Posted: November 21, 2019

Buckeyes are not the first plants that pop to mind when you think of ways to combat algae growth in municipal ponds. Buckeyes who are civil engineers, on the other hand, are exactly who the City of Lima called on to control the nutrients behind the algae making a nuisance of itself in the city parks.

Two civil engineers stand in front of a pond
Jaden Addis and Jim Morrisey
City of Lima Stormwater Manager and Buckeye Jim Morrisey (BS 1998) wanted a sustainable way to filter out the phosphorus causing the algae blooms. He put the city’s engineering interns together with interns from the city’s stormwater partner, Allen Soil and Water Conservation District, and asked them to research a solution.

“I like an educational experience for these guys,” Morrissey said. “It's one thing to send your interns out to clean up pathways or to rake leaves, but if they can be involved in a program where they develop meaningful practices like this and then come back next year and are able to say that they were a part of this or that and it's still growing and doing a great job, that's good. That's what we're looking for in an internship.”

Jaden Addis, city engineering intern and sophomore in civil engineering of Lima, was the Buckeye on the team of five. The interns researched possibilities and developed models, three of which were chosen in a brainstorming session with the professional engineers.

The end result of the summer project is three prototypes being tested in the Faurot Park ponds. All three have similar plantings, but different structures. The early front runner is the smallest model made of plastic bottles and coconut fiber. Morrissey would like to leave them in place and replenish them as they reach the end of their lifecycles to test their effectiveness.

“I hope that the interns take away the hands-on approach. Once they get in our field, there's a lot of hands on. When we have her out in the field testing soil for our dam project or building wetlands, there's a lot of quick thinking but also resourcefulness,” he said. “It is easy to read about this but to put it into practice and to see it actually function, I think that's what the greatest takeaway from this should be and anything that's going to help out the environment is right on.”

Building floating research labs was not the only thing Addis did in her three months with the city. During her internship, she was exposed to everything from stormwater projects, to the bypass being constructed, to tree work and traffic signals. The broad experience helped cement her plans to work in the public sector after graduation. The wetlands project is one she knows she can transfer to her future job sites.

“I think the wetlands project will help a lot with the experiences that it gave me and it shows me that this will work if I need to use it somewhere else,” she said. “For instance, if I worked for a different city or a different county, this would be an environmental way to help the ponds.”

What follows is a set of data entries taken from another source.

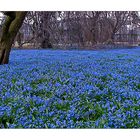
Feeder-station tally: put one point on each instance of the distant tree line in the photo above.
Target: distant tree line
(67, 29)
(73, 29)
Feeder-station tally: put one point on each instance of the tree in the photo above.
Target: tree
(10, 29)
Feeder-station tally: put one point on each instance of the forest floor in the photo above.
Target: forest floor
(71, 89)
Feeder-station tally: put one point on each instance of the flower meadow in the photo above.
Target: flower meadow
(71, 89)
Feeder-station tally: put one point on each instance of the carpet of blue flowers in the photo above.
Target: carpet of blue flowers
(71, 89)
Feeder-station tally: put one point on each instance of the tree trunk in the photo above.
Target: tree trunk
(10, 29)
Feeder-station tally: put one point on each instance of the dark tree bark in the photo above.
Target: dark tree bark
(10, 29)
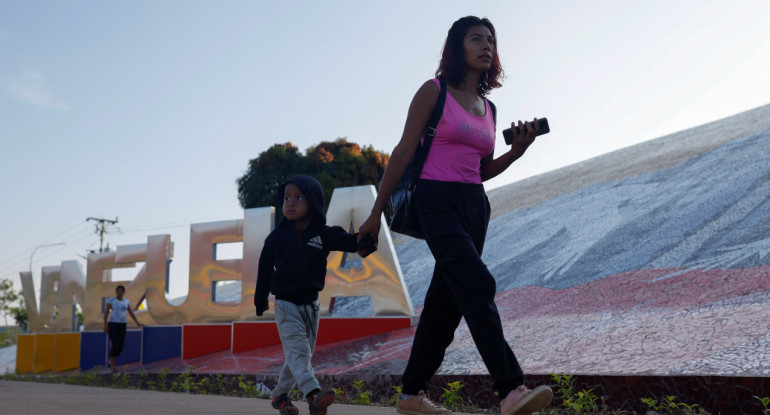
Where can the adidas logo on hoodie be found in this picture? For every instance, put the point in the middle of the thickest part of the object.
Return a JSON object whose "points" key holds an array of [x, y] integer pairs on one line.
{"points": [[315, 242]]}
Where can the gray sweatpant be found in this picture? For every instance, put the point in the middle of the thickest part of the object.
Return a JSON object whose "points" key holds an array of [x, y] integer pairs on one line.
{"points": [[298, 329]]}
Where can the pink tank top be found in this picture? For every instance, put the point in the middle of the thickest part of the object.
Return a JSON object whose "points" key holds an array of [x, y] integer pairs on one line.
{"points": [[461, 141]]}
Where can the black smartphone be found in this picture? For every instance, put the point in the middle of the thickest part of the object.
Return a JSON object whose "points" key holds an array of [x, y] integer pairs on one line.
{"points": [[541, 122]]}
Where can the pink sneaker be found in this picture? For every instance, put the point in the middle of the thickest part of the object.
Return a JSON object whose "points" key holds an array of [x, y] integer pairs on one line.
{"points": [[523, 401], [419, 405]]}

The floating wetlands draw some looks from park visitors and have begun to attract quite a following from the ponds’ fish population as natural habitats. Since it will take some time for the plants to develop root systems to efficiently filter phosphorus out of the water, the next crop of interns will be evaluating the project. Addis hopes to be one of them.

“I learned a lot, a lot more than I thought I could,” she said. “I have loved working on these wetlands and watching them grow. This internship is showing me that civil engineering is really what I want to do.”